The council sold 194,208 boxes in 2002 and 218,460 this year. "Our sales grow every year," she said. "We have wonderful support from the community. The troops set goals; they want to do things with their money."

The council has a number of cases from 2002 and from this year, where all the money is not accounted for. "The council has to do something," Caldwell said. "…We can’t continue to keep losing money for our girls."

Cookie sales is a major part of fundraising for Girl Scouts "because we can’t get the funding from additional sources….Girls should not be supporting themselves; there should be more adults working and giving…so we can have a better program for them."

The council has pursued obtaining paperwork from the former leaders in question for a year. They had direct talks in the beginning to resolve the problem, Caldwell said, however, the council has not received adequate documentation.

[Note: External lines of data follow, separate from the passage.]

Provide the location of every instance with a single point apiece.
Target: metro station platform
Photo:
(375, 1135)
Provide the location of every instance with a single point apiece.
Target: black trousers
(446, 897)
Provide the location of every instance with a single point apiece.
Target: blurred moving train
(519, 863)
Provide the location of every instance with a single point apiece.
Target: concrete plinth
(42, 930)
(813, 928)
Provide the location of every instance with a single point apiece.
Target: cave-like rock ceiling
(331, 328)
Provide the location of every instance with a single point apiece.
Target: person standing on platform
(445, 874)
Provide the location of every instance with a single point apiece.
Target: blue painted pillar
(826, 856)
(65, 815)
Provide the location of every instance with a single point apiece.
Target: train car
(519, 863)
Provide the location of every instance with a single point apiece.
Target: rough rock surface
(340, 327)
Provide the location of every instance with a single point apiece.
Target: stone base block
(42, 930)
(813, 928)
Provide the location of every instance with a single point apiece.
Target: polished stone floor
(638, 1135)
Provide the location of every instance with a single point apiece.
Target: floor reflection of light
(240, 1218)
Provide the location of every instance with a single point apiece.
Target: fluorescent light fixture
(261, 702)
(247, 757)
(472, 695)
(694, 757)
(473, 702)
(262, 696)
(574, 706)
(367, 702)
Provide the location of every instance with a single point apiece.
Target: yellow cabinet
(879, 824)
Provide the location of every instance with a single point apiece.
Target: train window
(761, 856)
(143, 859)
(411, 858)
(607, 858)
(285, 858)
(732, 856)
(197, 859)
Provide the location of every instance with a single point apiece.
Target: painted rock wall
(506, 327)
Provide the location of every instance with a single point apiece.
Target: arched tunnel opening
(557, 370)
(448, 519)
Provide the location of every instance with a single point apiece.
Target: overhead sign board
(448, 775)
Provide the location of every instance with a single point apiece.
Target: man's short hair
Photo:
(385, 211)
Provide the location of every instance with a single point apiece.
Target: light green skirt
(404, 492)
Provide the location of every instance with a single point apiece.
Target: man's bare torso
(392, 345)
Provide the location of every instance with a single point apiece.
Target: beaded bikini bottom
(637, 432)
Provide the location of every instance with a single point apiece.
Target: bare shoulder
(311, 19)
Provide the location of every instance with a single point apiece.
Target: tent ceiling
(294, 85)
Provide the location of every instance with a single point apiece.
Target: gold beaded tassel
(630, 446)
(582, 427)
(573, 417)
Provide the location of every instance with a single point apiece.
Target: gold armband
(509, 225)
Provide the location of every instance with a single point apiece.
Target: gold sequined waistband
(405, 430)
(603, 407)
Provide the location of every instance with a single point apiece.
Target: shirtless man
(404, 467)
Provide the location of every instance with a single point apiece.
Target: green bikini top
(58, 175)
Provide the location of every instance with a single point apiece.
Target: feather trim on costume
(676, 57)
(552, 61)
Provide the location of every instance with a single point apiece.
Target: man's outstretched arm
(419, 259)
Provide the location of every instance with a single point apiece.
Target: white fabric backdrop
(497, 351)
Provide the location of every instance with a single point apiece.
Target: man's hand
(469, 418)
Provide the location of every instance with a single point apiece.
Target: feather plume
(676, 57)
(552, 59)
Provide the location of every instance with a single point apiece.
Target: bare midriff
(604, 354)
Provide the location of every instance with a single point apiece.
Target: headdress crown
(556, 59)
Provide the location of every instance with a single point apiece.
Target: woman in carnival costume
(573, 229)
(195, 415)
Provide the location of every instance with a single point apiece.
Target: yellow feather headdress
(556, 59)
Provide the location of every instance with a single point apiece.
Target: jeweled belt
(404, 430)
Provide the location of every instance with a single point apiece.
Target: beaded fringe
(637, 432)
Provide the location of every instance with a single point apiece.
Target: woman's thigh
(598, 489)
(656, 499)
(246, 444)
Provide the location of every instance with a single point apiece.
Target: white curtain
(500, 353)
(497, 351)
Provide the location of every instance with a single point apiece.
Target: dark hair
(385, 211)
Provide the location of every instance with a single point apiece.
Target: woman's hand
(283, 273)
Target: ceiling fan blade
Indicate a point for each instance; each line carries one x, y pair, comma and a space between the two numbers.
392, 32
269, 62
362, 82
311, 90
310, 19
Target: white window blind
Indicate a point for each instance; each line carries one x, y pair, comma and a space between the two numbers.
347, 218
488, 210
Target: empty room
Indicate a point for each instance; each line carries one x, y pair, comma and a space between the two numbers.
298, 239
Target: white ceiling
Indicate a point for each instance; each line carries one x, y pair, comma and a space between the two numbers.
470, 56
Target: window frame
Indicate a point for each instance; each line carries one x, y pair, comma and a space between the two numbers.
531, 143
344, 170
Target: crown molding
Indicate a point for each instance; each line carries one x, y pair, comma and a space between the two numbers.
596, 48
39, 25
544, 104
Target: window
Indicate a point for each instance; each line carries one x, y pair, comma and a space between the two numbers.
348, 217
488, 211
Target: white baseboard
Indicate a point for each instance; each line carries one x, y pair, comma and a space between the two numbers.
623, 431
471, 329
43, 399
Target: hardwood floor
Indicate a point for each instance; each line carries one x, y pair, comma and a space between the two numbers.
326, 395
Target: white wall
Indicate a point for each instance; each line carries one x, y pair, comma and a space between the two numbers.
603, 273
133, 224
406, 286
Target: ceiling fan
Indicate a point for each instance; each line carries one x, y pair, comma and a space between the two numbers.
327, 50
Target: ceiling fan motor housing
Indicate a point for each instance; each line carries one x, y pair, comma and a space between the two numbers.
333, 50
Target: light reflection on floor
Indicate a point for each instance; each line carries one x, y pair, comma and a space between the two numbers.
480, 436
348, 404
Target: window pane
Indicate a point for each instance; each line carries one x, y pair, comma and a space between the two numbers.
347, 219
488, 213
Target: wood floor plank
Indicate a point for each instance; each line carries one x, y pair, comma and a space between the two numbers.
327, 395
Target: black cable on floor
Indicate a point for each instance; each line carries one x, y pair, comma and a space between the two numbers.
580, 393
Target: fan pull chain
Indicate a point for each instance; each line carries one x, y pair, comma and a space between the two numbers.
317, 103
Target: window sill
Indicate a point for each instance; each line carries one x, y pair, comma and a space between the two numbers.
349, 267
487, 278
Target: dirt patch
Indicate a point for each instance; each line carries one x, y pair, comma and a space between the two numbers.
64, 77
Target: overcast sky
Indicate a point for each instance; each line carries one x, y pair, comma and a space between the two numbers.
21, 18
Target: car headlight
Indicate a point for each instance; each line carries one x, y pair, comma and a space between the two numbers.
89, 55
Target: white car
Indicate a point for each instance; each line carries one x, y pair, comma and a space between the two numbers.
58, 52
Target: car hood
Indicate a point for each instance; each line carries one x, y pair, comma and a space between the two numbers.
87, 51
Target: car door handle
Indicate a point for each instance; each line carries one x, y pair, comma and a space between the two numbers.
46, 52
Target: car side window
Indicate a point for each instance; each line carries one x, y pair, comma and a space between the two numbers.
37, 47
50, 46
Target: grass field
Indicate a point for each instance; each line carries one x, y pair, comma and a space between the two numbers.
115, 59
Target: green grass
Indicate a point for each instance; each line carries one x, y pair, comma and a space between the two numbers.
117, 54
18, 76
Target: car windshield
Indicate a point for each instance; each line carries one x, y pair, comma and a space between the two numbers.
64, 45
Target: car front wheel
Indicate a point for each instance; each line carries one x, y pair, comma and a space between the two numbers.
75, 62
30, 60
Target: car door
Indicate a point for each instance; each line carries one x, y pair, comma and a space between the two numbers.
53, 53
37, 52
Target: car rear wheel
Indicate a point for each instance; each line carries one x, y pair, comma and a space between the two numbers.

The chain of command can involve the parents of the scout selling the cookies, a troop cookie chair (or the troop leader serving as cookie chair), a service unit manager and then the council office. "We encourage troop leaders to get help in their troop and have a committee," she said.

There are 20 service units (or regions) in the council area, and the cookie chairs are trained by the unit managers.

The council is sometimes able to know there is a problem with paperwork even before the year’s sales are over. Cookie chairs are trained to cut off a parent from sales if money is not turned in for the first set of cookies, she said.

Money from cookie sales was due to the service unit manager on March 20 of this year. "The manager sometimes has trouble getting (money) from the troop chair; the troop chair sometimes has trouble getting money from the parent. It can break down at the parent level (or) the troop level." Caldwell said she had never had a problem with a service unit manager.

If the paperwork is properly done and receipts given to parents for product, the council will relieve the troop chair from responsibility and pursue obtaining money from the parent.

In the case of a payment controversy, the council will not penalize the troop and will still credit the troop for the amount of cookies sold, the council director said. "We’re one of the few councils in the United States that does that." Ninety-five percent of the troops in the council fill out the paperwork properly, she said.

Over 200 girls in Marengo County participate in Girl Scouts, Caldwell said.